While most of us have ways we could make our weekly menus healthier, eating more whole grains is one area where there can be a lot of room for improvement. As many as 90% of us aren’t getting the amounts recommended for our health and wellness.
Wheat, oats, rice, corn, and barley are examples of grains. They offer the most benefit when they are whole grains, that is, when they include the three key parts of the natural grain kernel: bran, germ, and endosperm. Bran and germ are rich in fiber, vitamins, minerals and other healthy compounds.
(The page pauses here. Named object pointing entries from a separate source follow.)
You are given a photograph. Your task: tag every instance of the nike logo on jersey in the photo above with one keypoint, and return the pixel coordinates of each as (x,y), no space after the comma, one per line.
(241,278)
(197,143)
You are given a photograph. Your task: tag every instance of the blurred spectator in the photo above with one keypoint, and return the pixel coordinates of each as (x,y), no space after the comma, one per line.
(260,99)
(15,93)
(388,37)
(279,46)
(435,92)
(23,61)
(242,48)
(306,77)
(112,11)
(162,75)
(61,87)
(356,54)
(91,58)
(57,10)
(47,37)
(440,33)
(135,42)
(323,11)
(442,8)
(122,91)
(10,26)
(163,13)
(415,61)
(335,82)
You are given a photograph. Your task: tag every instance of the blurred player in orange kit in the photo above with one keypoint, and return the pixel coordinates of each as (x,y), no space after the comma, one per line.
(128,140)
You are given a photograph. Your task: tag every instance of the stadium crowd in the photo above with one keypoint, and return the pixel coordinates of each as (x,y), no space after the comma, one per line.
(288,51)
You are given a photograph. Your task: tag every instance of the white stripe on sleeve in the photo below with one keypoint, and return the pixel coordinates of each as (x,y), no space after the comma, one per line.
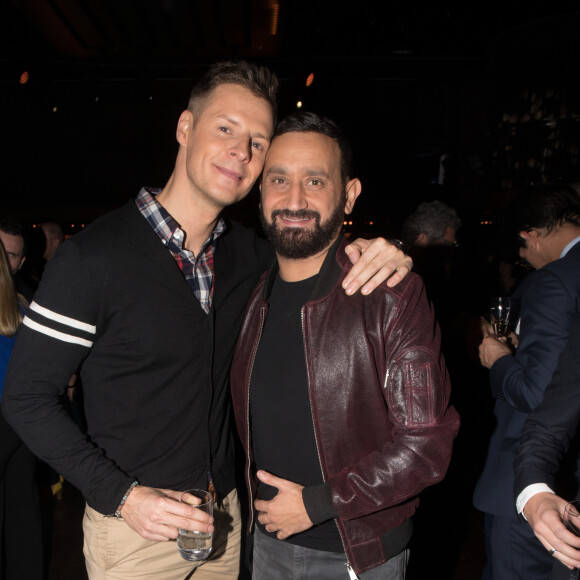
(55,333)
(90,328)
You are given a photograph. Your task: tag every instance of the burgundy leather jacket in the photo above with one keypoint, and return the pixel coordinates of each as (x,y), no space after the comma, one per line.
(379,393)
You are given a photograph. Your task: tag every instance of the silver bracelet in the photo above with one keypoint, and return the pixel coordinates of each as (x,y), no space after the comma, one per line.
(124,499)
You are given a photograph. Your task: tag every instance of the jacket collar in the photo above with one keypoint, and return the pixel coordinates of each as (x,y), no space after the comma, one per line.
(329,274)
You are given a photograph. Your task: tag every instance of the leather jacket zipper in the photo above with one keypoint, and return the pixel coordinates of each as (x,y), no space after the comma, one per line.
(248,441)
(351,572)
(387,375)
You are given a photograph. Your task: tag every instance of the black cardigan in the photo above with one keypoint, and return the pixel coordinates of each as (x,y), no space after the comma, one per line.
(155,366)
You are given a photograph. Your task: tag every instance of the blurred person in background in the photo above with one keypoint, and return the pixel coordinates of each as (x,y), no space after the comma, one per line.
(21,553)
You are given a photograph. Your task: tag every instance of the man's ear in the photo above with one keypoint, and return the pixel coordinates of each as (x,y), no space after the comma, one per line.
(530,237)
(184,126)
(22,260)
(353,189)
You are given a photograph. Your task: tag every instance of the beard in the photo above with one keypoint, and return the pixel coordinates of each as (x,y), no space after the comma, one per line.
(295,243)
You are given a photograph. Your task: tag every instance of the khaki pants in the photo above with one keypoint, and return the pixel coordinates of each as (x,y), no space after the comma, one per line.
(113,551)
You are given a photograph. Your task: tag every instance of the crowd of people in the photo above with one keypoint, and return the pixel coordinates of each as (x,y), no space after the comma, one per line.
(318,388)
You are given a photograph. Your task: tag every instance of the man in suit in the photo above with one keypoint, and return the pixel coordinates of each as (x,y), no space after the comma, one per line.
(546,219)
(545,440)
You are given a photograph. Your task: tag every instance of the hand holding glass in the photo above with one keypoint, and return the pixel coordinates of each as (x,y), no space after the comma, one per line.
(194,546)
(499,312)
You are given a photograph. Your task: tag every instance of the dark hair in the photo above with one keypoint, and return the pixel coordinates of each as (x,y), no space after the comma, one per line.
(14,228)
(430,218)
(313,123)
(545,206)
(258,79)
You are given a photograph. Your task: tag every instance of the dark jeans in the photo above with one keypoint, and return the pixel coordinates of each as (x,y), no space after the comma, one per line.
(284,561)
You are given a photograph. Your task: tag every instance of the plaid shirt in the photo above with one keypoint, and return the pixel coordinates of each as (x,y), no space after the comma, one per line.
(198,270)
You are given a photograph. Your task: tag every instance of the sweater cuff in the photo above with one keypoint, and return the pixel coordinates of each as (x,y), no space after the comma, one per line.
(318,503)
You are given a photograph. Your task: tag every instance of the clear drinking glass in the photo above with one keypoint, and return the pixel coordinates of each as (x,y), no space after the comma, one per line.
(192,545)
(499,313)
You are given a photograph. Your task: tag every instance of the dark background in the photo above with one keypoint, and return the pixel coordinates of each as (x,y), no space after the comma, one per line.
(494,90)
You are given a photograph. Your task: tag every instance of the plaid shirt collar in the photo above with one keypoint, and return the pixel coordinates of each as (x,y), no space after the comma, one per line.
(198,270)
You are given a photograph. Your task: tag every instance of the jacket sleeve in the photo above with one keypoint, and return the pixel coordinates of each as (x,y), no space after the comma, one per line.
(551,426)
(416,389)
(547,310)
(57,334)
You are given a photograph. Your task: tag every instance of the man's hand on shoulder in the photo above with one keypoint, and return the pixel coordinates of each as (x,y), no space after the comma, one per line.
(491,349)
(156,514)
(544,513)
(374,261)
(285,514)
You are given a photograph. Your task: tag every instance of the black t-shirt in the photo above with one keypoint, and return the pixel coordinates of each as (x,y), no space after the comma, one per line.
(280,413)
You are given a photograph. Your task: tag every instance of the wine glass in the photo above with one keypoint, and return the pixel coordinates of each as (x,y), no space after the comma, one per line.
(571,520)
(499,312)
When the bran and germ are removed during processing, they become refined grains.
The new Dietary Guidelines for Americans, along with those of other organizations, recommend focusing on eating whole grains over less-healthy refined grains. Whole-wheat bread and brown rice are classic whole-grain foods, compared to their refined versions, white bread and white rice.
Most adults should aim for two-to-four servings of whole grains a day, with one serving equaling a half cup of cooked oatmeal, a cup of dry breakfast cereal or a slice of bread.
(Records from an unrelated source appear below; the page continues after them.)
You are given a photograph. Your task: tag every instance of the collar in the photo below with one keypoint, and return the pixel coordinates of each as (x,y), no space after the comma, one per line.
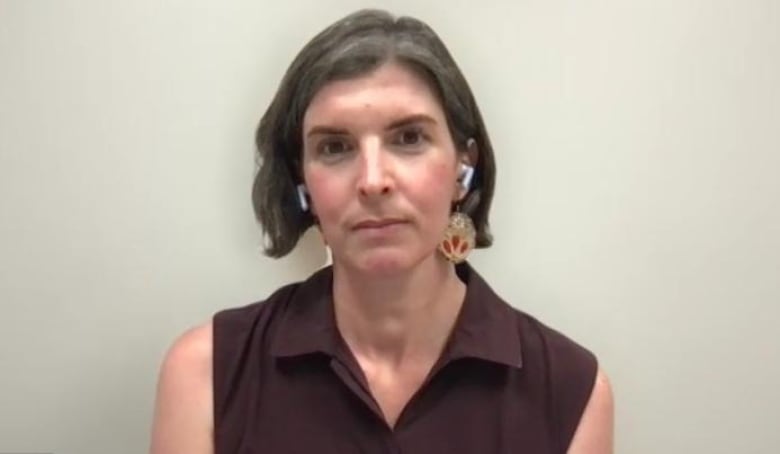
(486,327)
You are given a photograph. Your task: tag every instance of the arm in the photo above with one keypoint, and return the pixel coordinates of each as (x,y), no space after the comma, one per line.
(183,419)
(594,433)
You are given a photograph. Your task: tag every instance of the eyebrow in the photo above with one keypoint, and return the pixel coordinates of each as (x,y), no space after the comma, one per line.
(411,119)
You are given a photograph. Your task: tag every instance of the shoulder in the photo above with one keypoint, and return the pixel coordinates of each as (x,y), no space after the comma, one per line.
(183,406)
(580,392)
(595,431)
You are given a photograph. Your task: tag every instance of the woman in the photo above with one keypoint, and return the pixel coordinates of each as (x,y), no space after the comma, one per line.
(375,138)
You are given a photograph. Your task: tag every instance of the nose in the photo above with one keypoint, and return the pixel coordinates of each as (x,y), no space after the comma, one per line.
(375,178)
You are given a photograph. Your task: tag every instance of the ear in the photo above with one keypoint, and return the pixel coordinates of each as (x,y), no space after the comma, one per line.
(467,159)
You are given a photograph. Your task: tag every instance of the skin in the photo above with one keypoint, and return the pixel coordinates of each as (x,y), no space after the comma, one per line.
(382,172)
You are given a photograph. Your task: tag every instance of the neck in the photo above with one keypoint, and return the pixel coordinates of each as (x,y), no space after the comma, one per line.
(402,317)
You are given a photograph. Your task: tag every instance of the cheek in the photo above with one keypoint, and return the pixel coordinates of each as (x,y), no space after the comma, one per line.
(323,192)
(437,187)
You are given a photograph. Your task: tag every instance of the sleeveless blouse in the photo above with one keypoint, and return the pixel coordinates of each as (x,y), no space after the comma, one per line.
(286,383)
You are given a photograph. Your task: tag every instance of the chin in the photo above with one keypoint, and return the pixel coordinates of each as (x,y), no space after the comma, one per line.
(386,262)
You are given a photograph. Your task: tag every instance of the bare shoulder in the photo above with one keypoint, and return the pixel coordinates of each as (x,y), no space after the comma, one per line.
(594,433)
(183,420)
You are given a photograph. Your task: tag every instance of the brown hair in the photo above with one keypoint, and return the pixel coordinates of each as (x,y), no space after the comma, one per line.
(355,45)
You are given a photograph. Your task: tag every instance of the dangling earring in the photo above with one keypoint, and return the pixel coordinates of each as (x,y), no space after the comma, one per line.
(460,234)
(302,198)
(459,238)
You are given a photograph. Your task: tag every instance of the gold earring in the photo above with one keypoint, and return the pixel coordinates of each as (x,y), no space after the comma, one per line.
(459,237)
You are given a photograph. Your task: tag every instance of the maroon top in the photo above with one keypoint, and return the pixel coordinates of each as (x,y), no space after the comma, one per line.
(285,382)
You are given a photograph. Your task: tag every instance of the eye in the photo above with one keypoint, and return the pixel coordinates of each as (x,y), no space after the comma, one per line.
(410,137)
(333,147)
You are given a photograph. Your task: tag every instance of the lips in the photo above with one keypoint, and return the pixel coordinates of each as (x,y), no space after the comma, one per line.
(377,223)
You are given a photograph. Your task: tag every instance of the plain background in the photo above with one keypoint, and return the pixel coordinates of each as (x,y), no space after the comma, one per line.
(637,206)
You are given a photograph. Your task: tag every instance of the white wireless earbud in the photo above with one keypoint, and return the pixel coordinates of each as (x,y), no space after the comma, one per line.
(467,174)
(302,198)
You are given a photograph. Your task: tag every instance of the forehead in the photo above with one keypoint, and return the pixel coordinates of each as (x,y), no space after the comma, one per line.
(391,90)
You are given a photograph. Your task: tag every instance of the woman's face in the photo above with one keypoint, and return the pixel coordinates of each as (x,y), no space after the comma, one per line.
(381,169)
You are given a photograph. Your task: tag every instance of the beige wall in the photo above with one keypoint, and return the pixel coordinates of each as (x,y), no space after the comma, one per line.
(637,207)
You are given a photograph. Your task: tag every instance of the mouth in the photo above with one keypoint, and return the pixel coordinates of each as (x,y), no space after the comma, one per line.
(377,224)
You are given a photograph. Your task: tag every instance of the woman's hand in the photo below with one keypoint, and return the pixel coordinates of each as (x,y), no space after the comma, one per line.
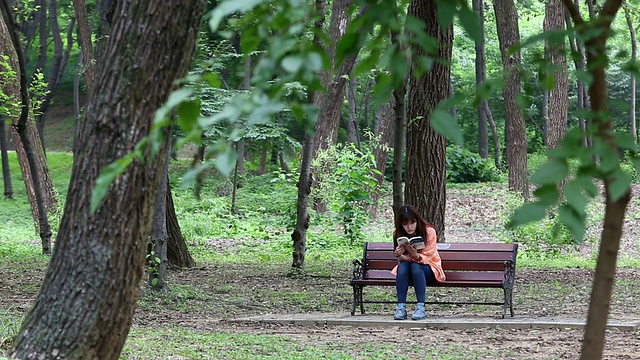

One simple way to choose more whole grains is to look for foods that are labelled “100% whole grain,” “100% whole wheat,” “100% whole-grain oats” or something very similar. You can also look for “whole grain” listed as a first ingredient, which means whole grains are the primary ingredient in the food.
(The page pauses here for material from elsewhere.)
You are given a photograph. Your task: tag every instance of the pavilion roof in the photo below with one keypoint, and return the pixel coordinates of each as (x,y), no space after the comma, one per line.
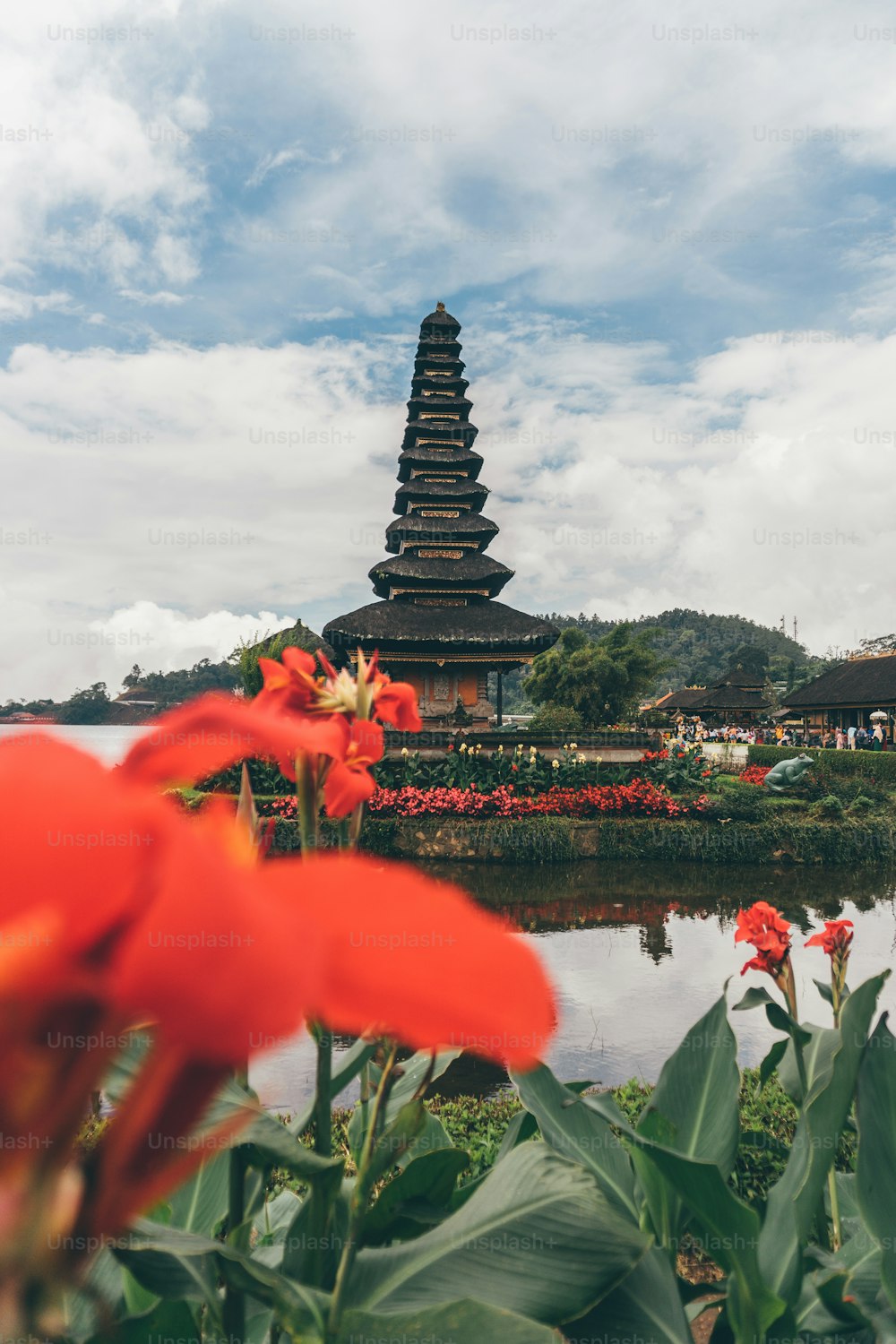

Try these options for working more whole grains into your day. See which ones might be a good place to start, then build from there, and add your own creativity to fit them into your favorite foods.
Snacks
- Whole-grain pretzels, whole-grain pita chips and whole-grain crackers
- Whole-grain granola with Greek yogurt
- Air- or pan-popped popcorn
Breakfast
- Oatmeal or whole-grain oat dry cereal
- 100% whole-wheat toast
- Whole-wheat or whole-grain buckwheat pancakes
Lunch
- Whole-wheat spaghetti or whole-wheat pasta salad
- Sandwich with 100% whole-wheat bread
- Rice bowl with brown rice
Dinner
- Soup or stew with added barley or brown rice
- Burrito with whole-wheat tortilla and brown rice
- Whole-grain veggie burger with whole-wheat bun
When eating out, ask about whole-grain options, for bread, buns, tortillas, fillings or side dishes. They may not always be listed on menus, or if they are, may not be highlighted, but they’re becoming more common options at many restaurants and can be an easy way to sneak more whole grains into our days.
It’s also good to choose whole-grain foods that are lower in added sugar, sodium and unhealthy fats. Some whole-grain breakfast cereals, for example, can still have a lot of added sugar and sodium. Choosing healthier options overall provides an even bigger nutrition boost.
Moving toward a diet with more whole foods and fewer processed and fast foods is a great goal for everyone, and can have many health benefits.
Adding more whole grains to our weekly menus can help us do just that. It can take a little extra time and effort to make the switch, but it’s 100% worth it.
Dr. Graham A. Colditz leads prevention research at Siteman Cancer Center at Barnes-Jewish Hospital and WashU Medicine in St. Louis. Much of his work focuses on translating research findings into tools and tips that help people lower their risk of disease and improve their health, including the 8IGHT WAYS® to Prevent Cancer series.